The real issue, as I see it, is did the Solicitor have a duty to do more in 2011... I'm hoping they did but if you don't think they did then that's fair enough.
The reason I think that is the real issue is because if the Solicitor had asked about my mother's health they might have found out she was gravely ill and that therefore the Solicitor should have followed the "Golden Rule"... or failing that supervised the execution of the Will themselves etc.
I wasn't after quantification of loss or a discussion about causation issues either - because it may be it's "pure speculation" what my mother would have done if the Solicitor had supervised the execution himself or followed the Golden Rule and involved a medical practitioner.
You cannot give me the full picture because you don't have all the information.
White v Jones was a case of delay but the actual case that sheds light on the question of whether a solicitor has a duty to chase a client to execute a draft that has been sent out was Atkins v Baker - a case that turned very much on the fact that Mr Webber (the deceased) was "crystal clear" as to the risks and consequences of him failing to execute the new Will.
Insisting that the Solicitor did not have instructions in this situation is odd - The solicitor sent out a letter with instructions for signing the engrossed Will - they obviously believed (as they were reasonably entitled to I think) that the Husband was acting as agent for his Wife when he requested the Solicitor to do this.
Having accepted those instructions the Solicitor knows that the future economic welfare of the intended beneficiaries are dependent upon his careful execution of the task.
Did the Solicitor execute the task with due care?
Should the Solicitor have done more given the circumstances I originally outlined?
Or were they entitled to pop the Wills in the post with instructions for signing and sit back and relax?
Yes and because there is no note of the dialogue that took place between the Husband and the Solicitor it could be an expensive waste of time taking them to court to find out...

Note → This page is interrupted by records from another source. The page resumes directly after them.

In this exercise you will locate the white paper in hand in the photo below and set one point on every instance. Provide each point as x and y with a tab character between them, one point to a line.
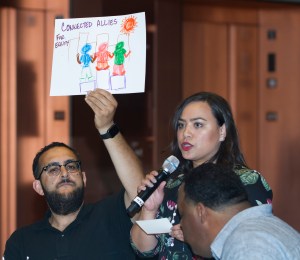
155	226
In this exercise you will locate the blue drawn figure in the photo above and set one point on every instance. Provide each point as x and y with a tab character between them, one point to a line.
120	55
85	59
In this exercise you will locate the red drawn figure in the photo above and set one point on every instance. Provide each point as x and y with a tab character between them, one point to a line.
102	57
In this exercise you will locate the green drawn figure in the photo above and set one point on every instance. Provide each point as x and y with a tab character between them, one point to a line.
120	55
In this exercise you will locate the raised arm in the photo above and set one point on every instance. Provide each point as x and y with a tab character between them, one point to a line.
126	163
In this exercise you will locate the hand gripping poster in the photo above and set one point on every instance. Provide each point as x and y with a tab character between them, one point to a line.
99	52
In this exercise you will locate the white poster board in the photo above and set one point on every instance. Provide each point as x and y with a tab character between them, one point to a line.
99	52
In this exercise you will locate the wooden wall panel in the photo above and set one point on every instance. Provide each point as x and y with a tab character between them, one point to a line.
205	58
221	57
8	134
279	136
243	89
37	125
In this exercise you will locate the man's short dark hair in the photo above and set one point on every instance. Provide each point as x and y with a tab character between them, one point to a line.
35	164
214	185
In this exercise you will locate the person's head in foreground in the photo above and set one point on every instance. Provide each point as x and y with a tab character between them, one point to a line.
58	177
210	196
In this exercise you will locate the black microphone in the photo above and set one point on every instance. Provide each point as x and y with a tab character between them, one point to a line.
169	166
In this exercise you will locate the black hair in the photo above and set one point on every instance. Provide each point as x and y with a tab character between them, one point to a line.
35	164
214	185
229	152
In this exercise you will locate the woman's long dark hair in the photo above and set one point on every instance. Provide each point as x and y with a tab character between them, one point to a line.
229	152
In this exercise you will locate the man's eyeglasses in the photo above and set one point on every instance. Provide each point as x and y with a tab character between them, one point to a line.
54	169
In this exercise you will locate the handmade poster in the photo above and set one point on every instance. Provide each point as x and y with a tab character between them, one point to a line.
99	52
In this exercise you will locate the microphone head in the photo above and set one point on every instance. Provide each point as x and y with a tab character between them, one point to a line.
170	164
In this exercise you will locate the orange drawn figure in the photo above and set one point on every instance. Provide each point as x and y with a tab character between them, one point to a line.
128	25
102	56
120	53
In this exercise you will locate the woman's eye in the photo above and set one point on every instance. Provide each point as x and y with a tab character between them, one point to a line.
53	169
180	125
198	125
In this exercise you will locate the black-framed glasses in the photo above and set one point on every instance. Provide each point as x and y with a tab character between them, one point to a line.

The Solicitor had plenty of time to enquire about the Wife's condition - she died 22 days after they'd sent out the engrossed Will for execution.

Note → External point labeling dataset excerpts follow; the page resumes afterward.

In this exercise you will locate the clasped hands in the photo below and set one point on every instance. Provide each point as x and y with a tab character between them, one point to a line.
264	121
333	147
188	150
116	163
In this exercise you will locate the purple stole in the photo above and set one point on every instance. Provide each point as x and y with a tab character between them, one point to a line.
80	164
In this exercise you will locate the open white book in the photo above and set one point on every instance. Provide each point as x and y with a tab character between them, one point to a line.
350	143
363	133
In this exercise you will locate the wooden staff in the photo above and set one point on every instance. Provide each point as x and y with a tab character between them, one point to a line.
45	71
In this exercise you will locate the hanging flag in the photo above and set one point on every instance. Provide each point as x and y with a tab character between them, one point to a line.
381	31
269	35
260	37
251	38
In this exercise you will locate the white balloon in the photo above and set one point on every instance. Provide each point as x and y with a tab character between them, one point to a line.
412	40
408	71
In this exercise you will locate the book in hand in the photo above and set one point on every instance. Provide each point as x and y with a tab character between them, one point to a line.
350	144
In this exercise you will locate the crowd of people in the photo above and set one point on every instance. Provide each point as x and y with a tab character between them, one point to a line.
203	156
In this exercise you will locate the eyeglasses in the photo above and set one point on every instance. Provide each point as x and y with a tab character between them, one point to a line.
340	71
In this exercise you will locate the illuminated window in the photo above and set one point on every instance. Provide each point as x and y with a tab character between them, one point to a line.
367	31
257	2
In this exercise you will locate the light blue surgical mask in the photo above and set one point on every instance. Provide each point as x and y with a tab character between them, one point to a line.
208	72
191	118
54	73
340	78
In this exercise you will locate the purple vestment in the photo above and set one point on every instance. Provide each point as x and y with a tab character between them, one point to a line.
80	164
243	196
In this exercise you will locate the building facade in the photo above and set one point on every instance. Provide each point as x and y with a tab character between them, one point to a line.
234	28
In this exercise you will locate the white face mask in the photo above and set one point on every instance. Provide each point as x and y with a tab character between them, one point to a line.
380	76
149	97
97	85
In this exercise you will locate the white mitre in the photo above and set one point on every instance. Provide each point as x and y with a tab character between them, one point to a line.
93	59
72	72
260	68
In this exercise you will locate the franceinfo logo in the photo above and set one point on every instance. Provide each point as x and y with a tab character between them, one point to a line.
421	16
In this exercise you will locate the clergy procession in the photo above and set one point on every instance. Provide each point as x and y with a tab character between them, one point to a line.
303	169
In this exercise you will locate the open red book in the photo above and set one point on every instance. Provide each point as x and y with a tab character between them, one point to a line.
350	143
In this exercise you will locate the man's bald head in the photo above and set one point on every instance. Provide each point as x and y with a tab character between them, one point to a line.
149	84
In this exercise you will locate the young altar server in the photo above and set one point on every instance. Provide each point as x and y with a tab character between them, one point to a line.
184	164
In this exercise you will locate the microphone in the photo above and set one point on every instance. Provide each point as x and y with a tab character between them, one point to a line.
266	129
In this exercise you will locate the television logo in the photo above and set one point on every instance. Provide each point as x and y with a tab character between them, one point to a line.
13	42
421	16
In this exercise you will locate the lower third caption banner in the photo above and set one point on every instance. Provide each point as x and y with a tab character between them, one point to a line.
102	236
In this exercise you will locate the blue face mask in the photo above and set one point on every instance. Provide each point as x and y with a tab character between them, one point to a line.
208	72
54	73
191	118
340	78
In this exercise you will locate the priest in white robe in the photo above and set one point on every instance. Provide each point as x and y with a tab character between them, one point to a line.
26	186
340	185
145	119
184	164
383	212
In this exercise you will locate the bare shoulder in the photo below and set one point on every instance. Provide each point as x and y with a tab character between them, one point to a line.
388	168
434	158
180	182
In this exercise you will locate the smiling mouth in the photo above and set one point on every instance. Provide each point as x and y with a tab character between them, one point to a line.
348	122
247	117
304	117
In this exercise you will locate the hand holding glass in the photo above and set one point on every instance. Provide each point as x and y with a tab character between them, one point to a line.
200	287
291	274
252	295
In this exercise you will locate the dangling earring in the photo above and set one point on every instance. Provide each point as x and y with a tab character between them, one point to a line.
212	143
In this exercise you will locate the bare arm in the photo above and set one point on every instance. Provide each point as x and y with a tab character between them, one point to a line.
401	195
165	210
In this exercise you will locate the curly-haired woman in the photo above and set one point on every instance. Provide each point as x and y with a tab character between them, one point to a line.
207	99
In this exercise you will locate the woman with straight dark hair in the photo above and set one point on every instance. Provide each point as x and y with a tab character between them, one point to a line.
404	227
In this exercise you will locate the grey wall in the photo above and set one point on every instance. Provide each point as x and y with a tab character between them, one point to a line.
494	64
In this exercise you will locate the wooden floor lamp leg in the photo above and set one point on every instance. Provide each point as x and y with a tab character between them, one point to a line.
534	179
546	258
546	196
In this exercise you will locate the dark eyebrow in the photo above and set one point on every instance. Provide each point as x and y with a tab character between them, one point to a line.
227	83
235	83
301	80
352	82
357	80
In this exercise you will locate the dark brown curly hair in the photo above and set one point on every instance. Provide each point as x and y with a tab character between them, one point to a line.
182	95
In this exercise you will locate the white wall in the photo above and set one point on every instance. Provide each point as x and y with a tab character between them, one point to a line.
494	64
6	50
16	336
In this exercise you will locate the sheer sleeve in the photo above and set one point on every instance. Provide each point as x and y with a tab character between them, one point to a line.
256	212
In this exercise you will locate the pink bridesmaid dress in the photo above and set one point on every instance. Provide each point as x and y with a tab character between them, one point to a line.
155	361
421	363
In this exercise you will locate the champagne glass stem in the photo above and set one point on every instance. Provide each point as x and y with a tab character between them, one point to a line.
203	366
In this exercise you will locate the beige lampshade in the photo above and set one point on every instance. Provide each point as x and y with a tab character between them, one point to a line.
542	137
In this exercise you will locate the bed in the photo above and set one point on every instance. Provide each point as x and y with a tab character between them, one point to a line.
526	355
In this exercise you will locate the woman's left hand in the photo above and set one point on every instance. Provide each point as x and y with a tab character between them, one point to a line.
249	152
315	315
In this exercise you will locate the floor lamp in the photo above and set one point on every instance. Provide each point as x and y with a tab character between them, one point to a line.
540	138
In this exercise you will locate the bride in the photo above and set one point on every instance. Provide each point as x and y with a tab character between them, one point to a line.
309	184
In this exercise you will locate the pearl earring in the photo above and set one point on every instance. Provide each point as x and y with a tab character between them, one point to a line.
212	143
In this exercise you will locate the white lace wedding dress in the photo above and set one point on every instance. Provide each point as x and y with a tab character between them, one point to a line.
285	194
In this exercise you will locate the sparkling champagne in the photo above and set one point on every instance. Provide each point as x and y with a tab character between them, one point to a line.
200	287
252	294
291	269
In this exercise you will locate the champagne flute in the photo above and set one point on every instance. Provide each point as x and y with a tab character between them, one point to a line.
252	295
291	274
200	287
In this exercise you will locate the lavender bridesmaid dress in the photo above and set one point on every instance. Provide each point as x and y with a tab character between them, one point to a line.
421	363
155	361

If the Solicitor had asked a few basic questions at the outset they would almost certainly not have just popped the Will in the post with instructions - The Wife was terminally ill, undergoing chemotherapy, taking a great deal of medication, unable to go out without assistance and a wheelchair and being regularly visited by doctors and nurses at home etc.
I think if the solicitor had asked a few questions and spoken to the Wife directly he would have realised he owed her an increased duty of care and proceeded to follow the "Golden Rule" most Solicitors would follow in the case of an aged and seriously ill person...

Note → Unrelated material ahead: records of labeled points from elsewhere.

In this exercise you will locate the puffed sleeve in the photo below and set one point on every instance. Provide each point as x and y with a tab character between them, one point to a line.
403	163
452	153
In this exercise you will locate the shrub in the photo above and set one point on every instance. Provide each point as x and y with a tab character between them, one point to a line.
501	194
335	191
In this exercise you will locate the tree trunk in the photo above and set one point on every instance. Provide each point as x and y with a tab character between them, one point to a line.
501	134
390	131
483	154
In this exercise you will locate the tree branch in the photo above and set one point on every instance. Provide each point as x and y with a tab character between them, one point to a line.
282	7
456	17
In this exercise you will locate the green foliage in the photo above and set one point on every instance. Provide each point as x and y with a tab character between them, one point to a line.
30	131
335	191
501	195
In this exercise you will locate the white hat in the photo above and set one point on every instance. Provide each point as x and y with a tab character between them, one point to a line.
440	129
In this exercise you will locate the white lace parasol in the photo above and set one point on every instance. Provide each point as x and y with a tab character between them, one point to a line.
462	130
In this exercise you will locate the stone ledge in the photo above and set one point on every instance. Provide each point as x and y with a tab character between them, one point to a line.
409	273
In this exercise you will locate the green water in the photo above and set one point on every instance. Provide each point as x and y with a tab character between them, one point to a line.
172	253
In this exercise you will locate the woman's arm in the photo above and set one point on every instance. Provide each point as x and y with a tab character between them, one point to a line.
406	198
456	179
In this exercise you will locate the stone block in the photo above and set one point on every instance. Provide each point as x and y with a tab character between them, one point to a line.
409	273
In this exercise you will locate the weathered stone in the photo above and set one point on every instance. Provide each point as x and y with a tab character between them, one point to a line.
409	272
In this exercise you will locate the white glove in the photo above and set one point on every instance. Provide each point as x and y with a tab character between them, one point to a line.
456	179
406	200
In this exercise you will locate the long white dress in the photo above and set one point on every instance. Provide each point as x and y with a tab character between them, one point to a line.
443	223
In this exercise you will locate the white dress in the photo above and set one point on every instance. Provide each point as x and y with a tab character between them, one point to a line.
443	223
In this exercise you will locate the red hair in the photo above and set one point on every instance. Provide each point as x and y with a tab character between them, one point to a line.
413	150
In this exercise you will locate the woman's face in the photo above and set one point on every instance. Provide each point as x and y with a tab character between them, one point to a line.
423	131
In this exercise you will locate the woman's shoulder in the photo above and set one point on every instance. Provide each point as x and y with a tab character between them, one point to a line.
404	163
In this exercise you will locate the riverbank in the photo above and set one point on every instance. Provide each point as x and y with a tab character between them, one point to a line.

The solicitor was the Husbands ex business solicitor and very well known to him.
The reason the Wife did nothing for 4 years was because she believed she'd already signed her Will. It may be that the Solicitor sent out the EPAs for safekeeping with a letter titled up "Your Wills" and that she stored those documents in her box file and became confused.
However, I don't think the delay is going to get me a result.
It's whether from receipt of the final instructions from MOT did the Solicitor do what he should have done in the circumstances.